RE: Can Consciousness Best Be Explained by God's Existence?
March 31, 2014 at 3:11 am
(This post was last modified: March 31, 2014 at 3:16 am by bennyboy.)
I think we are so enamoured with science that we cannot tell the difference between sensible conclusions and absolute facts.
Only experiences are facts. They are facts because in the having of them, their existence is validated. The colors I see, the sounds I hear-- the "what its like" of all these is intrinsically truthful. Even in a massive LSD trip with all the mental fireworks and distortions that can involve, the experiences themselves are-- well, what they are. It's when we try to draw inferences from the fact of experience that we begin to form ideas about some underlying objective truth, which is independent of our experiences. Enter science-- using ONLY experiences, we've arrived at a model of space and time, at an understanding of the brain, and of the relationship between the brain and the mind.
Now, we have a conceptual closed loop-- we are using the mind to formulate an understanding of the mind, while treating the ideas we make as representing something other than our experiences.
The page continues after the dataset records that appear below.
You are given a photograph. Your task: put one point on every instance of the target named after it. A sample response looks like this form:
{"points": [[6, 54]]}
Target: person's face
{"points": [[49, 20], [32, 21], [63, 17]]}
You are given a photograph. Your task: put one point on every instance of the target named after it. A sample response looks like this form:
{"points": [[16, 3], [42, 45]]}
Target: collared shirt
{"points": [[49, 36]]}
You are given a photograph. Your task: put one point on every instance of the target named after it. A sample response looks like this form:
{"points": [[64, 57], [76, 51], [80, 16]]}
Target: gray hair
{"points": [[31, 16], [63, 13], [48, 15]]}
But can this be done at all? What precludes the Matrix, or a BIJ, or the Mind of God, or a dreaming superself, from exhibiting that same consistency of experience? Nothing. It is impossible to establish objectively the existence of an objective reality, "meta-objectivity" so to speak, because our means of trying to do this are inherently subjective. You simply can't get there from here.
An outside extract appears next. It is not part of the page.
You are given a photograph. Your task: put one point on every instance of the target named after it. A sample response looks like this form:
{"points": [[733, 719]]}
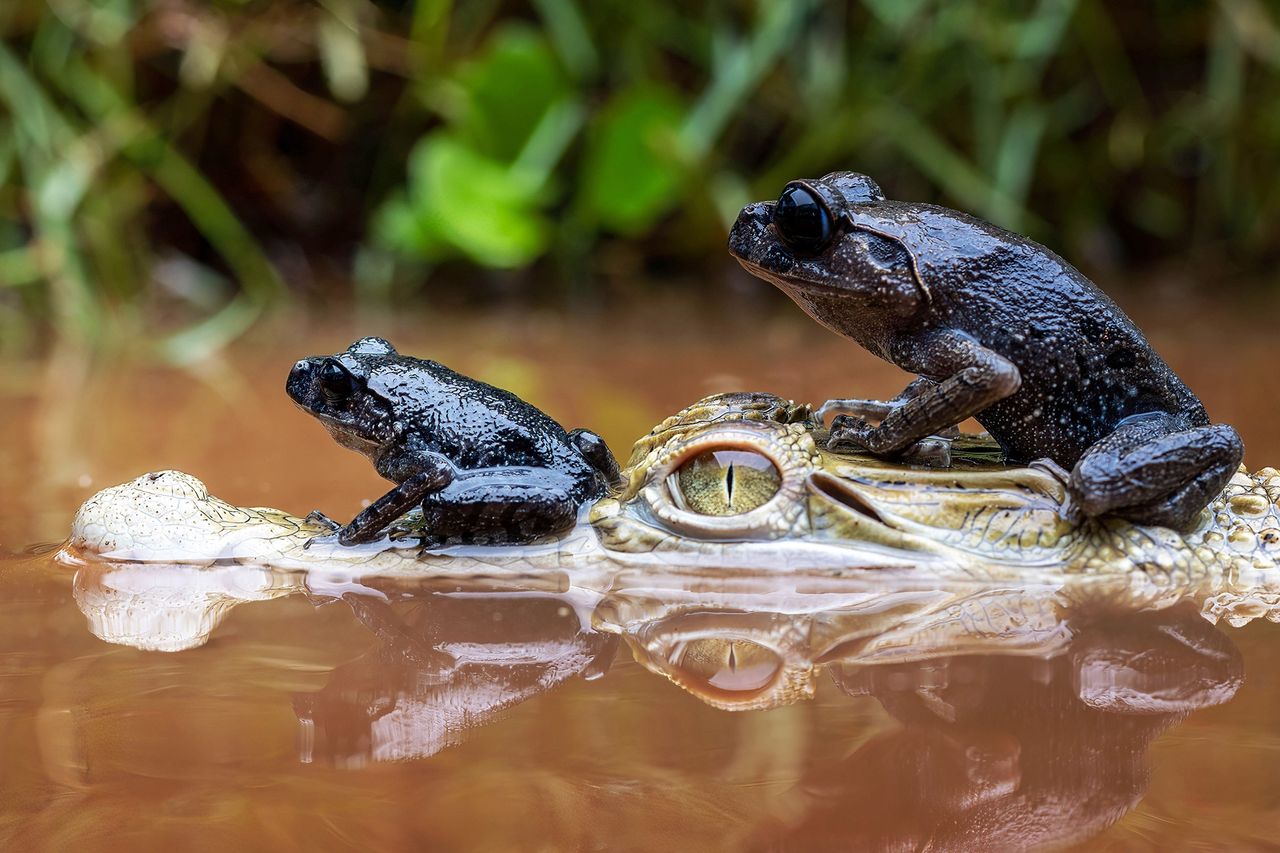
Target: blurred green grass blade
{"points": [[55, 178], [19, 267], [548, 142], [1015, 160], [946, 167], [342, 53], [739, 72], [570, 36], [144, 146]]}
So why choose a physical monism? If everything is "just" experience, why go with science? The answer isn't that we've proven physical monism true in an absolute sense-- it is that science has proven extremely useful in investigating and communicating ideas about our COMMON experiences-- those being the ones we call physical. However, so far science is so hopelessly useless at explaining why we experience subjectively that we have to ask ourselves-- is this really the right tool for the job?
To say that science is the right tool to explain why we subjectively experience what things are like is to exhibit faith, IMO. It is, in fact a "Science of the Gaps." There's no part of science, including the study of neurology, which even HINTS that we MIGHT be able to understand why there is consciousness rather than the lack of it. And really, how could you? Given any physical system, how do you determine that it is REALLY experiencing what things are like, rather than just dumbly processing input and outputting a behavior?
Now, how about God? I would argue this: that the existence of qualia is SO centrally important to our existence, and SO poorly explained in science, that it needs its own word. "God" works, since God is that component of nature which has qualia. But I'm not saying qualia prove a Biblical God. I'm saying that God is an adequate term for a universe full of experiences, whose existence is really a complete mystery.
Only experiences are facts. They are facts because in the having of them, their existence is validated. The colors I see, the sounds I hear-- the "what its like" of all these is intrinsically truthful. Even in a massive LSD trip with all the mental fireworks and distortions that can involve, the experiences themselves are-- well, what they are. It's when we try to draw inferences from the fact of experience that we begin to form ideas about some underlying objective truth, which is independent of our experiences. Enter science-- using ONLY experiences, we've arrived at a model of space and time, at an understanding of the brain, and of the relationship between the brain and the mind.
Now, we have a conceptual closed loop-- we are using the mind to formulate an understanding of the mind, while treating the ideas we make as representing something other than our experiences.
But can this be done at all? What precludes the Matrix, or a BIJ, or the Mind of God, or a dreaming superself, from exhibiting that same consistency of experience? Nothing. It is impossible to establish objectively the existence of an objective reality, "meta-objectivity" so to speak, because our means of trying to do this are inherently subjective. You simply can't get there from here.
So why choose a physical monism? If everything is "just" experience, why go with science? The answer isn't that we've proven physical monism true in an absolute sense-- it is that science has proven extremely useful in investigating and communicating ideas about our COMMON experiences-- those being the ones we call physical. However, so far science is so hopelessly useless at explaining why we experience subjectively that we have to ask ourselves-- is this really the right tool for the job?
To say that science is the right tool to explain why we subjectively experience what things are like is to exhibit faith, IMO. It is, in fact a "Science of the Gaps." There's no part of science, including the study of neurology, which even HINTS that we MIGHT be able to understand why there is consciousness rather than the lack of it. And really, how could you? Given any physical system, how do you determine that it is REALLY experiencing what things are like, rather than just dumbly processing input and outputting a behavior?
Now, how about God? I would argue this: that the existence of qualia is SO centrally important to our existence, and SO poorly explained in science, that it needs its own word. "God" works, since God is that component of nature which has qualia. But I'm not saying qualia prove a Biblical God. I'm saying that God is an adequate term for a universe full of experiences, whose existence is really a complete mystery.